Sequential and MSLO eventually entered into a merger agreement where the stockholders of MSLO were entitled to $6.15 per share or shares of Sequential common stock equal to the shareholders’ shares in MSLO. On the same day, Sequential entered into, and extended, certain agreements with Stewart. The license agreement was extended for three more years, but otherwise remained the same as did the IP agreement, other than Stewart forfeiting the use her name in new businesses. The employment agreement changed slightly, but in no material way, according to the Court.
The Court found there was no conflicted transaction, noting that a conflicted transaction will either have the controlling stockholder on the buy and sell side of the transaction, or the controlling stockholder will extract “different consideration or derive some unique benefit from the transaction…” Neither of these two scenarios arose under the merger. Stewart was plainly only on the sell side of the transaction, and received the same $6.15 per share merger consideration that other stockholders received. The Court found that the plaintiffs failed to distinguish the “new” side deals from the “old” side deals in any meaningful way that could support the assertion that Stewart extracted additional consideration that otherwise was afforded to MSLO shareholders.
The Court rejected Plaintiffs’ characterizations of the merger negotiations. They claimed that after entering into negotiations with Stewart, the offering price dropped from $6.20 per share to $6.15 per share. Initially, Sequential did offer $6.20 per share; however, after a period of due diligence, but before entering into negotiations with Stewart, that offer dropped to $5.75 per share. After entering into negotiations with Stewart, that offer increased to $6.15 per share. The merger consideration actually increased after Sequential began negotiations with Stewart.

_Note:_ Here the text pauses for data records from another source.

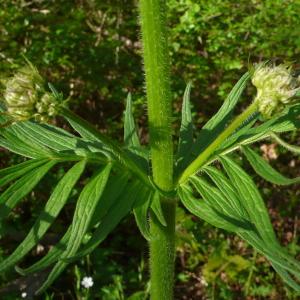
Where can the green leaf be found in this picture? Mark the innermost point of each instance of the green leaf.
(251, 198)
(157, 209)
(263, 169)
(203, 210)
(227, 190)
(54, 205)
(115, 187)
(50, 258)
(292, 148)
(186, 128)
(84, 211)
(14, 172)
(131, 138)
(223, 208)
(14, 144)
(47, 136)
(117, 212)
(141, 211)
(218, 122)
(17, 191)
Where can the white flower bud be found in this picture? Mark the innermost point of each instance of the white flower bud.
(275, 87)
(26, 98)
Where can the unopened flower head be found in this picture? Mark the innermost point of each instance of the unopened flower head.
(25, 96)
(275, 87)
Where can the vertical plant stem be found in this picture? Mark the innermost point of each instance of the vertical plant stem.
(156, 62)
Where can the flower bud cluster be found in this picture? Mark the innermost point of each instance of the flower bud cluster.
(25, 97)
(275, 88)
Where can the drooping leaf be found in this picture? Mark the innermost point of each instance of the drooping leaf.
(83, 214)
(203, 210)
(224, 209)
(251, 199)
(114, 188)
(50, 258)
(54, 205)
(218, 122)
(292, 148)
(282, 263)
(116, 213)
(263, 169)
(15, 145)
(227, 190)
(47, 136)
(141, 211)
(11, 173)
(17, 191)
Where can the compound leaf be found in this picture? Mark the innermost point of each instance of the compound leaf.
(54, 205)
(83, 214)
(263, 169)
(18, 190)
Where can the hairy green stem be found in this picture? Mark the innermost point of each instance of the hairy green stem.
(156, 62)
(113, 148)
(203, 156)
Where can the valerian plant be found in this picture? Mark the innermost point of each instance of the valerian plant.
(150, 181)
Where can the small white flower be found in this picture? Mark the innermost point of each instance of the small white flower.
(25, 97)
(87, 282)
(275, 87)
(203, 281)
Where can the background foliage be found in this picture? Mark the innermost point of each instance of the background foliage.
(91, 51)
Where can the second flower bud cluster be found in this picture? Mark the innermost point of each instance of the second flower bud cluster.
(26, 98)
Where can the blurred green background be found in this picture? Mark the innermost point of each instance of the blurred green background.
(90, 51)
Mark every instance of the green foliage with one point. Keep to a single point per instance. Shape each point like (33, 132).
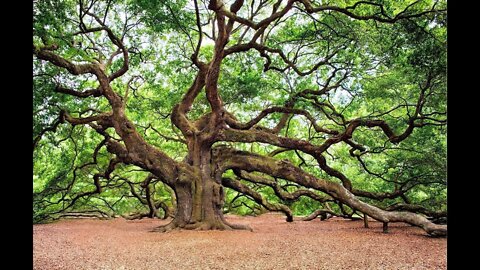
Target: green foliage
(386, 65)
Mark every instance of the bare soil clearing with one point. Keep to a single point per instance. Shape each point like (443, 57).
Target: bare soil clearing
(274, 244)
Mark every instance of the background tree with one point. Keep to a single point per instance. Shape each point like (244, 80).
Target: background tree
(153, 108)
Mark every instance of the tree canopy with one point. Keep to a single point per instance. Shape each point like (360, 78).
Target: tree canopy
(191, 109)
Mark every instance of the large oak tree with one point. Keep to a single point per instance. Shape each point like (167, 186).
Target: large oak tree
(340, 103)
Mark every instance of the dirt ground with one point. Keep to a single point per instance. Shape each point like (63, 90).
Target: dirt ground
(274, 244)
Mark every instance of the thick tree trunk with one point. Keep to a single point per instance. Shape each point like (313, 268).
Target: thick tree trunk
(200, 200)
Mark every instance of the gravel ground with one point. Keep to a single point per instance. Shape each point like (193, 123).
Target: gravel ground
(274, 244)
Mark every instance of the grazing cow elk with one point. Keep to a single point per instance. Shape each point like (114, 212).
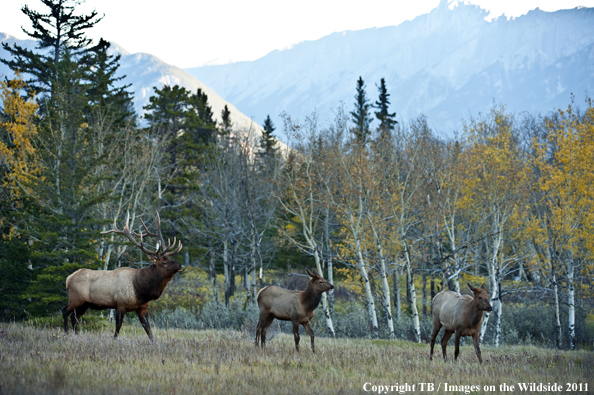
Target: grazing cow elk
(462, 314)
(125, 289)
(295, 306)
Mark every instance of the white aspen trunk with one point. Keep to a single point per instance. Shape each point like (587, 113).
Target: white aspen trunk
(226, 280)
(329, 323)
(452, 236)
(413, 296)
(396, 285)
(498, 324)
(385, 286)
(571, 303)
(108, 254)
(456, 279)
(364, 275)
(493, 284)
(329, 259)
(253, 276)
(557, 317)
(213, 277)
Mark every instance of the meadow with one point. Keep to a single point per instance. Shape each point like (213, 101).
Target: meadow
(37, 360)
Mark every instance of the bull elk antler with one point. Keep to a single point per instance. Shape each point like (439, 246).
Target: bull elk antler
(160, 252)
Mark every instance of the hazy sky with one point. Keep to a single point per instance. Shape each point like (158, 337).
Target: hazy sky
(189, 33)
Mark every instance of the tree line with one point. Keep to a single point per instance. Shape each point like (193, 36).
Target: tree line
(508, 200)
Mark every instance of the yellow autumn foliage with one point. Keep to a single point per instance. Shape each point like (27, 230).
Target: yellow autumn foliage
(17, 152)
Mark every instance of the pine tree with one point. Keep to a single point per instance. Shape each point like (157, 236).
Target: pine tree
(361, 116)
(227, 123)
(103, 93)
(267, 140)
(59, 218)
(55, 31)
(387, 121)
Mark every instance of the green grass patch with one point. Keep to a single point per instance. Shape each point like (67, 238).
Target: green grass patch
(40, 360)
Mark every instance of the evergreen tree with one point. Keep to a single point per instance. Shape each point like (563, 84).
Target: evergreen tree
(361, 116)
(59, 221)
(267, 140)
(103, 94)
(387, 121)
(227, 123)
(55, 31)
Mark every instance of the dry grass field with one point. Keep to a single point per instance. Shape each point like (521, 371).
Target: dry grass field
(44, 361)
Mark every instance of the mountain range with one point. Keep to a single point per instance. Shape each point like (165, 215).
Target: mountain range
(145, 71)
(449, 64)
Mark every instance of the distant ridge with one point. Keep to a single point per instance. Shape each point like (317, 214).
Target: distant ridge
(447, 64)
(144, 71)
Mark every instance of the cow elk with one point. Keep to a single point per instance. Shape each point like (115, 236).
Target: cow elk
(125, 289)
(459, 314)
(295, 306)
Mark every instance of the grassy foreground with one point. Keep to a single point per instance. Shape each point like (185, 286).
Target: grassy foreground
(44, 361)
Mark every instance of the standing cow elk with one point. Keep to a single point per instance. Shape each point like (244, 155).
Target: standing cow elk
(125, 289)
(460, 314)
(295, 306)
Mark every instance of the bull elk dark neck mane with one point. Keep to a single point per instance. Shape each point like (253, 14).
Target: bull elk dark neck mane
(311, 298)
(149, 283)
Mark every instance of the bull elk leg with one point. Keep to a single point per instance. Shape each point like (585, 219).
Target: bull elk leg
(77, 314)
(477, 349)
(436, 329)
(457, 344)
(444, 343)
(119, 321)
(265, 327)
(296, 334)
(142, 313)
(65, 313)
(261, 320)
(311, 335)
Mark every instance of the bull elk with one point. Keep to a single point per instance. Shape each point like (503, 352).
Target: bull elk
(460, 314)
(295, 306)
(125, 289)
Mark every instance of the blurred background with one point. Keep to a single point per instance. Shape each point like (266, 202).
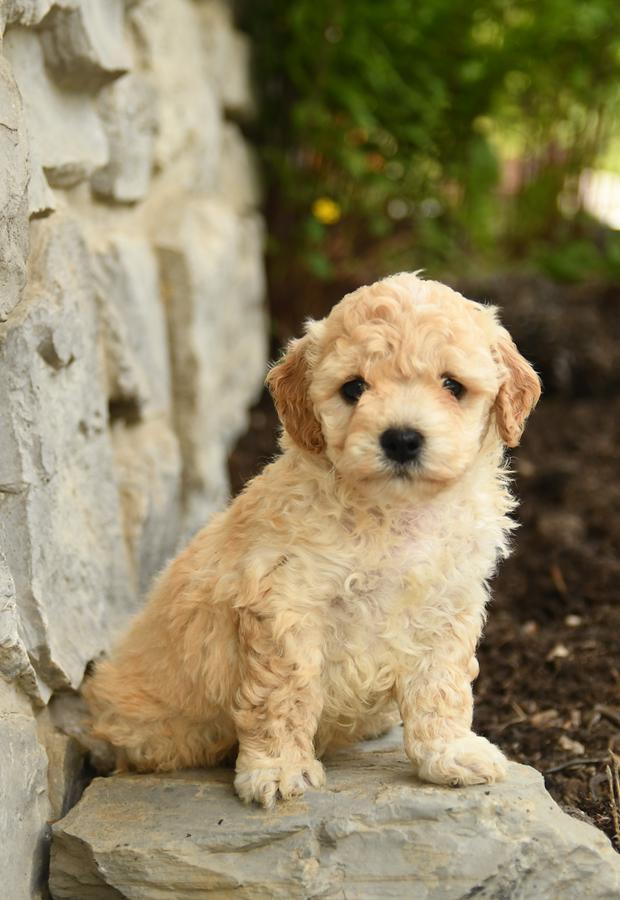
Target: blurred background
(481, 143)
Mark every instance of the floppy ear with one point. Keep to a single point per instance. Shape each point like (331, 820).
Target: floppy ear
(288, 382)
(518, 393)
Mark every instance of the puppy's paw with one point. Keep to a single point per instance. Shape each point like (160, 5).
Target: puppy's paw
(265, 786)
(467, 760)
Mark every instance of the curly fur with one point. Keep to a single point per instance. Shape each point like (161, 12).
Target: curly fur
(334, 595)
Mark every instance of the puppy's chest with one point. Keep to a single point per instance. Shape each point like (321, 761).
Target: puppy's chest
(381, 580)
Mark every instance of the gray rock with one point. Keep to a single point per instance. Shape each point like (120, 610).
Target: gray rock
(170, 41)
(24, 807)
(84, 44)
(14, 174)
(62, 533)
(375, 831)
(15, 663)
(147, 463)
(24, 12)
(128, 112)
(66, 135)
(133, 327)
(228, 55)
(211, 267)
(238, 180)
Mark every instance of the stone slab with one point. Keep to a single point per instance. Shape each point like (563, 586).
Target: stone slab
(66, 135)
(24, 806)
(374, 832)
(59, 506)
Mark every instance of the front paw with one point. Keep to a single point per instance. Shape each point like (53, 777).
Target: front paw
(266, 785)
(466, 760)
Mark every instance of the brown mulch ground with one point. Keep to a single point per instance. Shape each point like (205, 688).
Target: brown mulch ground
(549, 686)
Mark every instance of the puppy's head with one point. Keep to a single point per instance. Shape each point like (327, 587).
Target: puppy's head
(400, 384)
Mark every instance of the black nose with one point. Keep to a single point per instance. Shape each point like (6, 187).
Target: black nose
(401, 444)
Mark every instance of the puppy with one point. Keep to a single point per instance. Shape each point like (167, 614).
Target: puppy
(346, 586)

The Court answered the additional question of when the dual safeguards of a special committee and a majority of the minority vote need be implemented to secure review under the business judgment rule. Plaintiffs urged the safeguards need be implemented at the outset of discussions between the target and third party, while Stewart argued the safeguards need be applied before any actual agreement between the third party and the controller is reached. The Court ended up in the middle, finding that the necessary time for the safeguards is “where the controlling stockholder actually sits down with an acquirer to negotiate for additional consideration.” The Court found that both a properly-empowered and independent special committee of the Board and a nonwaivable condition that the merger be approved by a majority of the minority stockholders, were fully complied with at the appropriate time. As such, the business judgment rule applied, and having failed to plead a claim for waste, the claims against Stewart and Sequential failed. The Court granted the motions to dismiss.